Samarinda, Natmed.id – Fenomena post-truth dan maraknya industri hoaks kini dianggap sebagai ancaman serius bagi masa depan demokrasi. Kondisi itu mendorong Dinas Komunikasi dan Informatika (Diskominfo) Kalimantan Timur menggandeng kalangan kampus untuk menjadi benteng literasi digital di daerah.
Hal tersebut disampaikan Kepala Diskominfo Kaltim Muhammad Faisal saat membuka kegiatan Sosialisasi Anti-Hoaks dan Literasi Digital di Universitas Islam Negeri Sultan Aji Muhammad Idris (UINSI) Samarinda, Kamis 9 Oktober 2025.

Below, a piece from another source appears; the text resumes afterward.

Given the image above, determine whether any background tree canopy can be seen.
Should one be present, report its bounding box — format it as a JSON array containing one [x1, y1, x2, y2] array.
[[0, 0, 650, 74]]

“Pemerintah siap hadir dan dikritisi, tidak boleh tipis kuping apalagi mencekal informasi. Mau tanya soal APBD, Program Gratispol, apa saja kami terbuka. Tidak ada yang harus disembunyikan,” tegas Faisal di hadapan ratusan mahasiswa.
Faisal menjelaskan, hoaks bukan sekadar berita yang salah, melainkan produk informasi yang sengaja dibuat untuk memanipulasi opini publik. Dalam beberapa tahun terakhir, hoaks bahkan telah berkembang menjadi industri tersendiri yang berpotensi merusak kepercayaan masyarakat terhadap institusi publik.
“Sekarang sudah jadi industri. Ada hoaks untuk menjatuhkan seseorang, dan ada juga yang siap membayar untuk menyebarkannya,” katanya.
Menurut Faisal, demokrasi Indonesia kini berada di titik rawan. Masyarakat dengan mudah menyebarkan kabar bohong tanpa melakukan verifikasi. Ia menyebut, “klik cepat tanpa pikir panjang” telah menjadi kebiasaan baru yang mengikis nalar kritis publik.
“Kita sedang hidup di masa ketika emosi lebih dipercaya daripada fakta. Itu berbahaya bagi demokrasi,” ujarnya.
Faisal menilai tantangan ini semakin relevan bagi Kalimantan Timur yang sedang bersiap menjadi penyangga utama Ibu Kota Nusantara (IKN). Transformasi digital di wilayah ini, kata dia, harus diiringi dengan peningkatan kesadaran digital agar masyarakat tidak hanya menjadi pengguna pasif teknologi.
“IKN tidak mungkin digitalnya buruk. Maka Kaltim harus siap. Tapi internet cepat tak ada artinya kalau cuma dipakai untuk hal-hal sia-sia seperti judi online atau game tanpa arah,” ujarnya mengingatkan.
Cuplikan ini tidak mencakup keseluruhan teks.